Here's Simba!And here's Diesel the bulldog!And I'm currently working on a custom Montauk Monster plaque which should be super cool. If you want me to make you a custom animal plaque of your pet, you can visit my etsy shop and send me a message.

Monday, April 27, 2009

Uh Oh

This weekend was pretty fun. It was finally hot enough outside to have a BBQ and play some Kan Jam.I enjoyed playing in the park and frolicking on rooftops with friends.
Too bad I got Swine Flu :(

Bye Bye Bea

I was deeply saddened when I stumbled home at the end of Saturday night's rooftop festivities and discovered that one of my childhood heroes had died. Bea Arthur died April 25 at the age of 86. Yesterday I received many kind emails, phone calls and text messages asking how I was handling the news. The way people have been acting, you would think Bea Arthur was my own grandmother. And in a way, she sort of was. If you read this blog with any regularity, you know about my obsession with the Golden Girls that stemmed at a very young age. Bea taught me many important life lessons - most importantly that being sharp and sassy will get you far in life, and that any problem can be solved with cheesecake.

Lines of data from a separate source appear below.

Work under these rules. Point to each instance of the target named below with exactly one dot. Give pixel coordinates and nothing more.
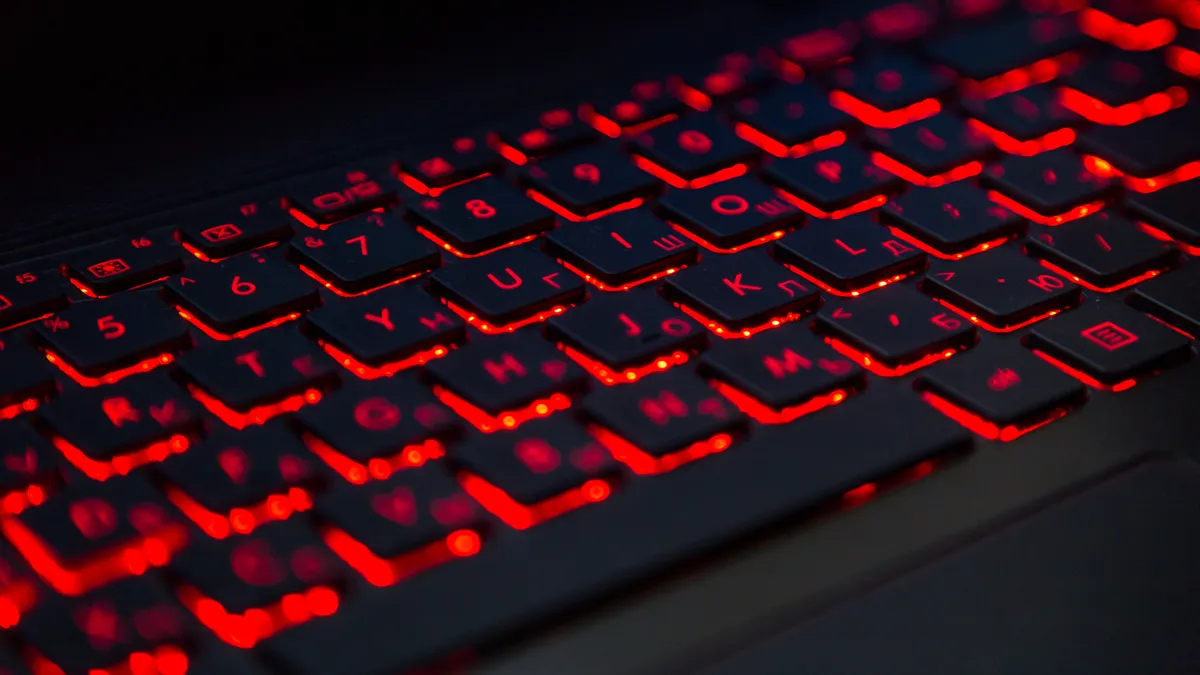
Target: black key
(95, 340)
(1049, 189)
(1002, 290)
(781, 369)
(894, 330)
(622, 250)
(243, 293)
(246, 382)
(378, 426)
(507, 380)
(143, 419)
(619, 336)
(365, 252)
(99, 632)
(384, 332)
(233, 482)
(791, 120)
(730, 214)
(837, 179)
(215, 234)
(1173, 297)
(690, 153)
(28, 294)
(952, 221)
(663, 422)
(583, 183)
(334, 196)
(1110, 346)
(96, 533)
(535, 472)
(436, 169)
(1102, 251)
(1003, 389)
(121, 264)
(508, 286)
(479, 216)
(742, 292)
(850, 256)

My love for Bea Arthur is displayed in many ways, from the GG mousepad I'm using right now, to the Bea Arthur shirt I made for my friend Liz. Well... I wanted it to say "I heart Bea Arthur" but I'm mentally challenged so it came out saying "I heart BEA ARTUR" with a backwards E.
I think Bea would have approved of the shirt, mostly because it looks like it was made in St. Olaf. Speaking of St. Olaf, Betty White had this to say of her fellow Golden Girl:

"I knew it would hurt, I just didn't know it would hurt this much. I'm so happy that she received her Lifetime Achievement Award while she was still with us, so she could appreciate that,"

Man I'm depressed. I'll be sitting Shiva this week and singing the Golden Girls theme song. Thank you for being a friend Bea, you'll be missed! And so I'll leave you with one of my favorite Dorothy Zbornack quotes...
“I could have been living in a swinging singles condo instead of with… oh I better not say anything before I’ve had my morning cup of coffee… a slut and a moron. Sorry, I guess it's decaf.”